第41章淮书礼中举
七月,淮书礼辞去教书先生一职,牵着马车去镖局告别。
桑父搬着大包小包到马车里,临行时,叮嘱完这个,又操心起那个。
“下个月就是乡试了,贤婿啊,你定能鲤跃龙门,到时候,我亲自护送你去贡院。”
“好,小婿先谢过岳父了。”
最后,桑父将人送到镇口,又目送老远。
“此子非池中之物,他日荣华富贵,只求能善待我闺女。”
说完,桑父忍不住自我欣赏,这么一番文绉绉的话,居然是从他嘴里吐出来的。
日升又日落,夕阳余晖下,马车缓缓前行。
赶在天黑前,淮书礼回到家,却不见自家娘子的人。
“你嫂嫂呢?”
过来帮忙的淮小妹指了指东屋,“嫂嫂肚子不舒服,在**躺着。”
听完,淮书礼拎着一包点心推开房门,屋子里黑乎乎的,他摸黑点亮蜡烛。
光亮突现,**昏睡的人儿缓缓睁开眼睛,声音有气无力的,“你回来了。”
“嗯。”淮书礼上前去,拆开油纸包,甜香飘出,“岳父特意让我带回来的点心,你爱吃的枣泥酥,吃一个。”
他捻起一块喂到桑叶的嘴边,瞧清楚对方苍白的脸色后,眉头不禁皱了一下。
“明天一早,我去请大夫。”
“不用。”桑叶吃着甜食,身心都舒服不少,脸上多了一抹笑容,“睡一会儿已经好很多了,怪我前几日贪凉,再来一块。”

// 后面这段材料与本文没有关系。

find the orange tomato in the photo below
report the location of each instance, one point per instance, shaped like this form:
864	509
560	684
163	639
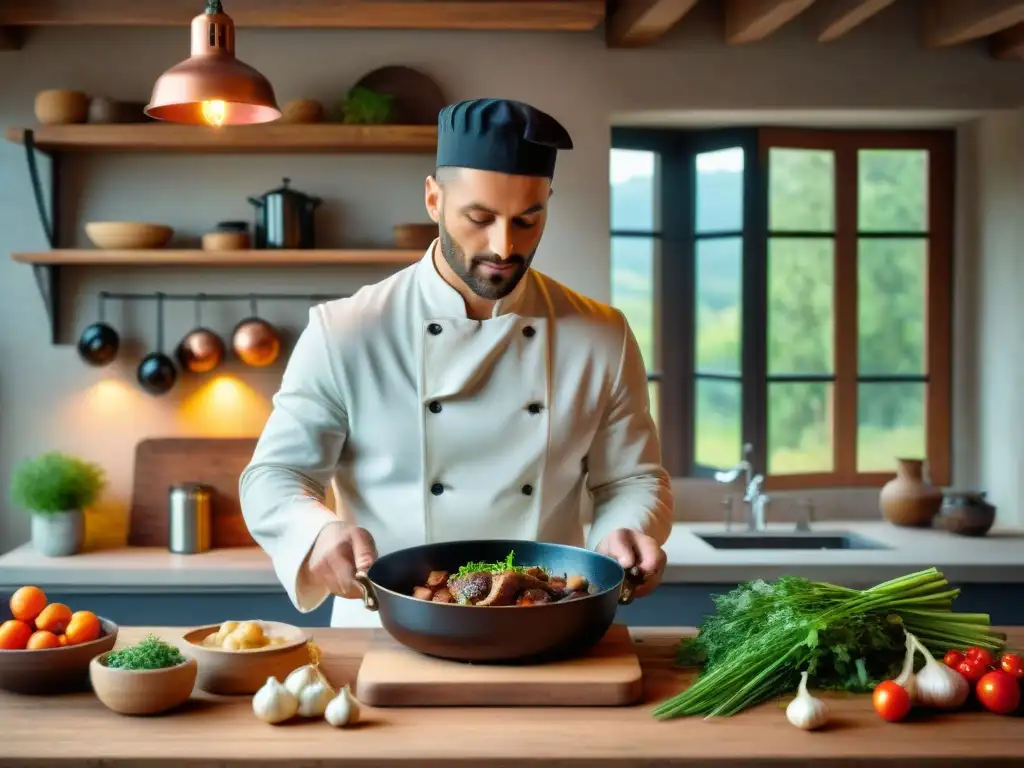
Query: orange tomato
43	639
14	635
83	628
53	617
28	603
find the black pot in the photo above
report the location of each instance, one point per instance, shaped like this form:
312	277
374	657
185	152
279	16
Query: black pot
285	218
469	633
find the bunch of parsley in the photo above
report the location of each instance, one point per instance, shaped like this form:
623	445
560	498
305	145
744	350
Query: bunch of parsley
764	634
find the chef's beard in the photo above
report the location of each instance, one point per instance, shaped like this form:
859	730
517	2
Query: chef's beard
491	287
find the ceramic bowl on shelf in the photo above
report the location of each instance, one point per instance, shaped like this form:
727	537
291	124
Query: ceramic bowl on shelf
242	672
50	671
142	691
124	236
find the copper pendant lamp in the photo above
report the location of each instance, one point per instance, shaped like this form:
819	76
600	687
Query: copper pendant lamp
212	87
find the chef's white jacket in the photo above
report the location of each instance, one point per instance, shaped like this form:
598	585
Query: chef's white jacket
432	426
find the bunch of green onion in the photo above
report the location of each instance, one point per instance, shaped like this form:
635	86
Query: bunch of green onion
764	635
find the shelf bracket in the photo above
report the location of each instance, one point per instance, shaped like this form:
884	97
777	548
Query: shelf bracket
47	275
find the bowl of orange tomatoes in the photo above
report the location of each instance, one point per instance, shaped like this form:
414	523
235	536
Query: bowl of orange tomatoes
45	647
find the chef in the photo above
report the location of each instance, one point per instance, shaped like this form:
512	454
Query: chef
466	396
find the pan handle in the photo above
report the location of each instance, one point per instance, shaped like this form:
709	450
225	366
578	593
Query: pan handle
633	579
369	593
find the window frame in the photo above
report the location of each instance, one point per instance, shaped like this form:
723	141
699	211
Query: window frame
677	301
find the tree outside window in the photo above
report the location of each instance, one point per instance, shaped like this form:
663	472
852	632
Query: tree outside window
791	290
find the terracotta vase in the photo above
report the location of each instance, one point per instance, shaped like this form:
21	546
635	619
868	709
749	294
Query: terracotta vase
907	500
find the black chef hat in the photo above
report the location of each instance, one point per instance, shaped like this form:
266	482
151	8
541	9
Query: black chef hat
498	134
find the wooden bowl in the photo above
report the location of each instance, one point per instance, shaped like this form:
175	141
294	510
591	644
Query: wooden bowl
61	107
142	691
233	673
120	236
49	671
415	237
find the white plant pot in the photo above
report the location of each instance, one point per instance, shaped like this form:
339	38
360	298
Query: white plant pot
58	534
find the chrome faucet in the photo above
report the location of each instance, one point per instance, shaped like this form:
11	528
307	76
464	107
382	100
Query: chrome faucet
756	502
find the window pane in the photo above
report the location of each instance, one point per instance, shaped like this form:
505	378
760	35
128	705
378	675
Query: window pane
801	190
719	299
634	190
891	298
800	305
654	394
717	423
633	289
892	190
720	190
890	424
800	427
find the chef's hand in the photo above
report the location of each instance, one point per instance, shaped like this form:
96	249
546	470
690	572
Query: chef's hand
340	550
631	548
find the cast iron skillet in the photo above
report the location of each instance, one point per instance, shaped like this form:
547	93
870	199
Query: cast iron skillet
467	633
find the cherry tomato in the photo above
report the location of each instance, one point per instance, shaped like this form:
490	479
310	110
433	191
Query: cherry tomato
998	692
1013	665
891	700
982	655
952	658
972	670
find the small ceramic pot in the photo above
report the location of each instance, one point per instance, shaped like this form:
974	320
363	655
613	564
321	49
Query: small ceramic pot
966	513
58	534
907	500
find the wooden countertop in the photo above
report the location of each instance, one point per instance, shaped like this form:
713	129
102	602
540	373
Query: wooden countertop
77	730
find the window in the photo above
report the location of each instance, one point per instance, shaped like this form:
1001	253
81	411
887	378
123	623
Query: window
790	290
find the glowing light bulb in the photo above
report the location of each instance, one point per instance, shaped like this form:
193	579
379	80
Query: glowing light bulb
214	113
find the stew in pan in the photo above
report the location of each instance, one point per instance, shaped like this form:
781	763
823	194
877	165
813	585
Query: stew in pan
501	584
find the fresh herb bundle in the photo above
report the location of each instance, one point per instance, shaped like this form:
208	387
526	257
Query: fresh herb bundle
764	635
152	653
492	567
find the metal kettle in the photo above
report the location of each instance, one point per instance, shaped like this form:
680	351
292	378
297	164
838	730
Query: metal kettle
285	218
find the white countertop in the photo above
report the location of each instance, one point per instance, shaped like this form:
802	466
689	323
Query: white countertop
997	557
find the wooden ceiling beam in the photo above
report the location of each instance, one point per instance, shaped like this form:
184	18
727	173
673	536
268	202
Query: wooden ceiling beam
546	15
750	20
955	22
840	16
11	38
1009	44
634	24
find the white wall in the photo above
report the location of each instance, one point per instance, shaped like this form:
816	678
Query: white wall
48	399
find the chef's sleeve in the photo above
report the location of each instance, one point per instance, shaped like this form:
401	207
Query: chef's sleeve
283	489
628	483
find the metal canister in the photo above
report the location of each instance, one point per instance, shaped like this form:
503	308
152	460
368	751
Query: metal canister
189	518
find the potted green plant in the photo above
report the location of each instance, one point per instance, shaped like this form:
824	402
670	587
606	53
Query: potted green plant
56	488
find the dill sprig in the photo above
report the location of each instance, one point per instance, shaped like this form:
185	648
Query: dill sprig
151	653
495	567
763	635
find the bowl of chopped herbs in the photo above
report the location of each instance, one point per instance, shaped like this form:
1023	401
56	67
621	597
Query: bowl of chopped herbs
150	677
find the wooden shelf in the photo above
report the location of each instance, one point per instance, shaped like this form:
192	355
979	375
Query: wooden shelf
495	15
267	258
269	138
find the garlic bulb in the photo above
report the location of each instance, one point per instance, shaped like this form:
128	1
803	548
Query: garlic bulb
273	702
300	678
314	698
805	711
343	710
939	686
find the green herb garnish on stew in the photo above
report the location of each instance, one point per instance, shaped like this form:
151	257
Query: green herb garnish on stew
152	653
495	567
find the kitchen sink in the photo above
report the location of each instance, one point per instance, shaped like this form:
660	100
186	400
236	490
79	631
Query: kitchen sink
790	541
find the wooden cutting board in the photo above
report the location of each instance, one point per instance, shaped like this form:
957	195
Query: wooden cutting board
609	675
163	462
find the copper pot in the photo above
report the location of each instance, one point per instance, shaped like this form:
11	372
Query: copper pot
201	350
255	341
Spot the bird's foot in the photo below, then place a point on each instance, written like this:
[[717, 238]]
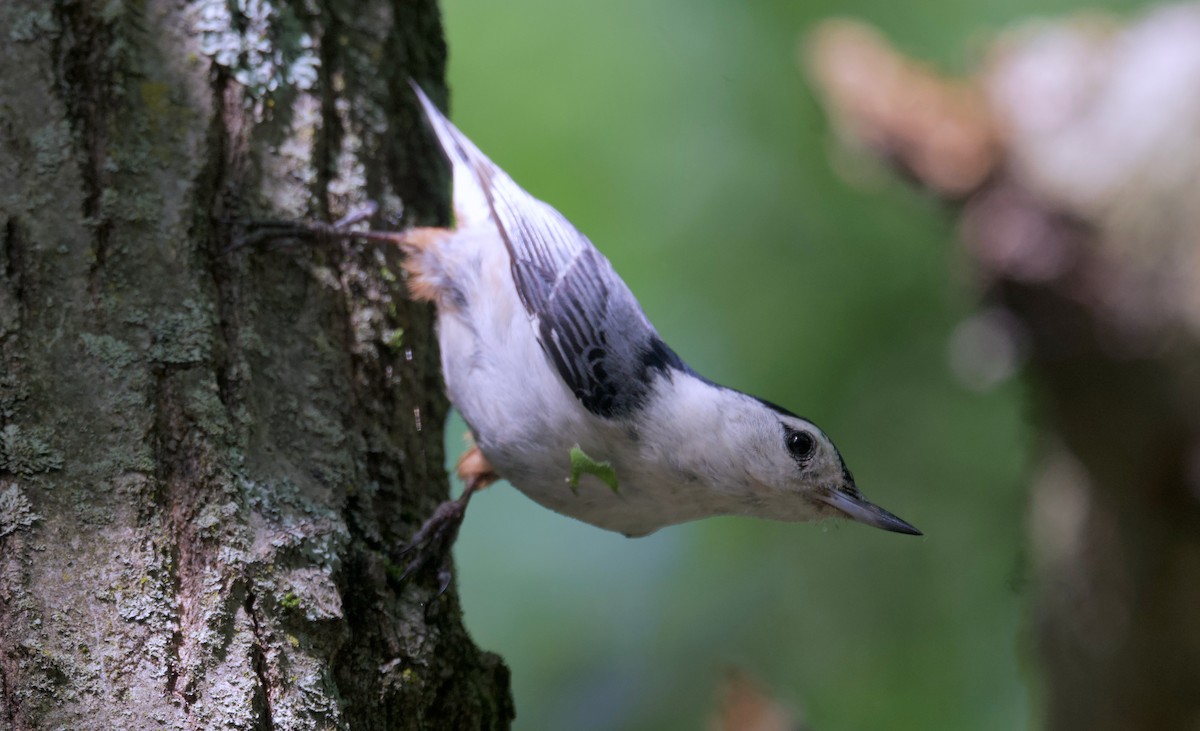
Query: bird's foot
[[432, 543]]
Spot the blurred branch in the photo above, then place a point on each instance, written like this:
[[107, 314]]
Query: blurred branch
[[1074, 157], [745, 706]]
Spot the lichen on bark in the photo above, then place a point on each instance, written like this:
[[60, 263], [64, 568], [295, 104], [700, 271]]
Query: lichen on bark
[[209, 460]]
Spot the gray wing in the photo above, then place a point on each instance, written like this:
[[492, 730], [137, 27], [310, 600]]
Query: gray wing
[[588, 322]]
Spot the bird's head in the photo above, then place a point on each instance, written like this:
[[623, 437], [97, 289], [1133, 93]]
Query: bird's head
[[796, 472]]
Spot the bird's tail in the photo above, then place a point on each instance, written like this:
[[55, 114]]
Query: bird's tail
[[472, 169]]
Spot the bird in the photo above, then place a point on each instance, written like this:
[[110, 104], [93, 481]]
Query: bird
[[571, 395]]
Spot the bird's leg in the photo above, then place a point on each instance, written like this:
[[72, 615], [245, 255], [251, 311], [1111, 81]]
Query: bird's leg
[[433, 540]]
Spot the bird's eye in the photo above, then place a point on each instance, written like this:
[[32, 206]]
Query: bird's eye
[[801, 444]]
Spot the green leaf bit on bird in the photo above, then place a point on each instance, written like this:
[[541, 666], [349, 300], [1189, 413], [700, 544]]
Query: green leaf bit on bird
[[581, 465]]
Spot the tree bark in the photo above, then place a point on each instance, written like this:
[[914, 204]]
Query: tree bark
[[209, 460], [1074, 159]]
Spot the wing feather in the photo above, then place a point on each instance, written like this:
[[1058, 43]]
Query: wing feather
[[588, 323]]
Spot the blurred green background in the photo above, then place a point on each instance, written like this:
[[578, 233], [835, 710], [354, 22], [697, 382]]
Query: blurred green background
[[682, 137]]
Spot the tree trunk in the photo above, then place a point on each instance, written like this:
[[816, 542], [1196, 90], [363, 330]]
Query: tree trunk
[[1075, 160], [209, 460]]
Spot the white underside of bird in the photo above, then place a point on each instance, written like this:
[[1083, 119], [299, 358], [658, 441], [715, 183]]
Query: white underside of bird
[[545, 351]]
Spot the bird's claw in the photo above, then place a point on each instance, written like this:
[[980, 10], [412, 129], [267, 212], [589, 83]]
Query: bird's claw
[[432, 543]]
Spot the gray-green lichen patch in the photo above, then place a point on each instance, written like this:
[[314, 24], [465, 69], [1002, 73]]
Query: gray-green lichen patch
[[184, 337], [12, 393], [115, 354], [34, 25], [53, 145], [263, 43], [27, 453], [16, 510]]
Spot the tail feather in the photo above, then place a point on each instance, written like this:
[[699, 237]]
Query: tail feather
[[469, 166]]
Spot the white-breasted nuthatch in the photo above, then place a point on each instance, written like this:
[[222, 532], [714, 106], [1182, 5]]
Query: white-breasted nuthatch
[[561, 378]]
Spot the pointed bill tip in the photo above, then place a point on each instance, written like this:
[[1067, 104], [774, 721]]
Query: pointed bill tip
[[861, 509]]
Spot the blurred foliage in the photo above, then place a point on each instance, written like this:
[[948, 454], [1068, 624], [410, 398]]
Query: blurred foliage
[[682, 137]]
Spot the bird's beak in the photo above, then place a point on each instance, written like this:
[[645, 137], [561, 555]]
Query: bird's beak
[[857, 507]]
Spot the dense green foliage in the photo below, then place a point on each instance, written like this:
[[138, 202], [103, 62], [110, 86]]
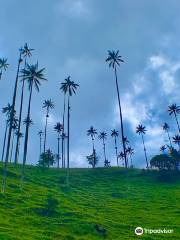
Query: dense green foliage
[[101, 203]]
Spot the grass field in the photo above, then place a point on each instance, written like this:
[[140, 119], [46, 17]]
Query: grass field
[[114, 199]]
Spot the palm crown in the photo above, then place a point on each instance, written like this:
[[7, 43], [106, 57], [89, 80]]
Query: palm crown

吃了几块枣泥酥后,桑叶就已经饱腹,稍稍有了精神,靠坐在床头看起书来。
“你去吃饭吧,不用管我。”
“好,我尽快回来。”
“不用。”桑叶随口一说。
淮书礼的脚步一滞,回头认真道:“用的。”
然而,埋头看书的桑叶丝毫没注意到他眼中的执着,以及藏在深处的一丝阴鸷。
夜晚并不宁静,田里的蛙鸣不断,时不时地响起狗吠。
床帐里,睡不安稳的桑叶翻来覆去,在黑暗中倏地睁开眼睛,盯着面前熟睡的人。
“好气~”
她一拳捶在淮书礼的胸口,对方迷迷糊糊的握住她的手,本能地十指紧扣,无意识地唤了一声娘子。
“这是梦到我了?该不会是个……春梦吧?”
借着微弱的光,她凝视着淮书礼的睡颜,思绪万千,好像理不出一个头。
“都是纸片人,别当真。”
可如果是一场美梦,我愿意放纵自己沉溺其中。
明年开春就是春闱了,算来也只剩半年左右。
桑叶伸手戳了戳他的脸颊,明明就是有血有肉有感情的人,近在咫尺可以触摸的。
“别想了,完成任务就回去,继续孤独终老。”
在她合眼的那一刻,淮书礼苏醒过来,眼神中流淌着难以名状的情绪。
她的心中所想,他都知晓。
平淡又忙绿的日子过得好快,乡试就在几日后,淮书礼收拾好行囊启程去贡院。
按照约定,桑父亲自来村里接的人,顺带看望看望自家闺女。